In fact, it’s not hard to see why, according to a study published Monday in the Journal of Strength and Conditioning Research.
In the study, researchers used a variety of exercises to assess the effects of different weight training protocols on the musculoskeletal system, and found that they all worked for the muscles of the back.
But the dumbbell work did the most for the neck.
Researchers used a wide variety of dumbbell exercises to measure the effects on musculo-skeletal structure, including the back and neck.
The results suggest that dumbbell training could potentially improve both the quality of life and health of your back.

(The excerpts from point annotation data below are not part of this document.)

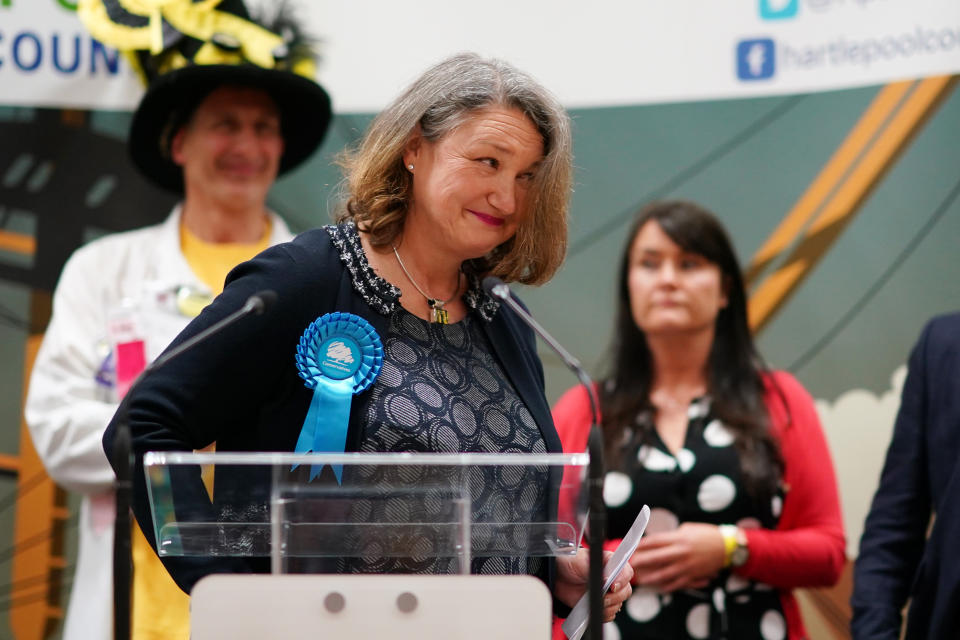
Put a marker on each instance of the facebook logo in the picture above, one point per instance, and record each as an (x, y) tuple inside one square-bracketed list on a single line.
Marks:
[(755, 59), (778, 9)]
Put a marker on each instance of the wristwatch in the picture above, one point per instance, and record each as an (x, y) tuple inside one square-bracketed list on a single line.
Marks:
[(736, 551)]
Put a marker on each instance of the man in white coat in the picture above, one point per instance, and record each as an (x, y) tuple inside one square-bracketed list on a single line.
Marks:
[(218, 135)]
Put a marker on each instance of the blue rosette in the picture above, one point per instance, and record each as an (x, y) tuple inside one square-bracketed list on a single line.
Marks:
[(339, 355)]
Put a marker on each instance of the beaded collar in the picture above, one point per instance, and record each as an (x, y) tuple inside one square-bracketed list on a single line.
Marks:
[(382, 296)]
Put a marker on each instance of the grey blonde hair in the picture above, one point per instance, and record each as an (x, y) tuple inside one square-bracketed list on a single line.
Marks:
[(443, 98)]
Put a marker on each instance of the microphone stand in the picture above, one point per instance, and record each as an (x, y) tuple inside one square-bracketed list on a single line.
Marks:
[(123, 466), (597, 518)]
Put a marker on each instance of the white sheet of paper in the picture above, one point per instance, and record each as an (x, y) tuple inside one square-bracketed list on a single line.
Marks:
[(576, 623)]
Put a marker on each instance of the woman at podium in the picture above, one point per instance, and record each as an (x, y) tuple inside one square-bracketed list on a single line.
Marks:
[(381, 338)]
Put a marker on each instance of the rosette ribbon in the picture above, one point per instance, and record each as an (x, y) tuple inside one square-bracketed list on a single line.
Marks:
[(339, 355)]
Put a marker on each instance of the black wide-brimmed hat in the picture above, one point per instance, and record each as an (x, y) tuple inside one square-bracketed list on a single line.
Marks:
[(185, 50)]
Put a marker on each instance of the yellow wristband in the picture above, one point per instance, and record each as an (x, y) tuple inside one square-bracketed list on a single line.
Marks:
[(729, 533)]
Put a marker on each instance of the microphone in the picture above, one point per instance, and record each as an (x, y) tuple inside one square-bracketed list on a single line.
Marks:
[(260, 302), (598, 512), (256, 305)]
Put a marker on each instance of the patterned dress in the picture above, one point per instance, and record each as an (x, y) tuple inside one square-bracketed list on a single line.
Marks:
[(441, 389), (700, 483)]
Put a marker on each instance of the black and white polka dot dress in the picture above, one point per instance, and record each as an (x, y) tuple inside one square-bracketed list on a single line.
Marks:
[(701, 483)]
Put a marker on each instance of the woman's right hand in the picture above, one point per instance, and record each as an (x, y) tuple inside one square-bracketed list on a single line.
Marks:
[(687, 557)]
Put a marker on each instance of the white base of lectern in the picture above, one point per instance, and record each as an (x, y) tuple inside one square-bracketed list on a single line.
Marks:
[(364, 607)]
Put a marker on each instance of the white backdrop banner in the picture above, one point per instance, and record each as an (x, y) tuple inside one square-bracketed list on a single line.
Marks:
[(594, 53)]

The study was conducted by researchers at The University of Alabama at Birmingham and published in the journal J Strength Cond Res.
“The results are surprising and very exciting because it’s a study that looked at the effects that different types of dumbbills had on musculus structure and function,” Dr. Thomas J. Schmitt, a professor in the department of kinesiology and exercise physiology at The UAB, said in a statement.
The researchers looked at several different types and combinations of dumbbelts to determine which ones produced the most benefits.
The exercise protocol involved four to six sets of dumb-bell exercises performed for 30 seconds each, with a rest period of three minutes.
Then the participants performed a variety the exercises over a period of eight weeks.
“We found that dumb-barbell exercise training was superior to dumbbell exercise, and dumbbell isolation exercises were superior to isolation exercises,” Dr., Schmitt said.
“Our findings suggest that isolation exercises can improve the health of the spine and improve flexibility in the spine.”
It’s not known if dumbbell movements are as effective for improving health as other types of exercises, but studies show they can improve muscle strength, improve flexibility and improve coordination.
Dr. Schlosst said it’s also possible that dumb bells are effective in preventing injuries, because they work to strengthen the muscles that hold the joints in place.
“If they are just making you more durable, they’re not going to do a whole lot of good,” he said.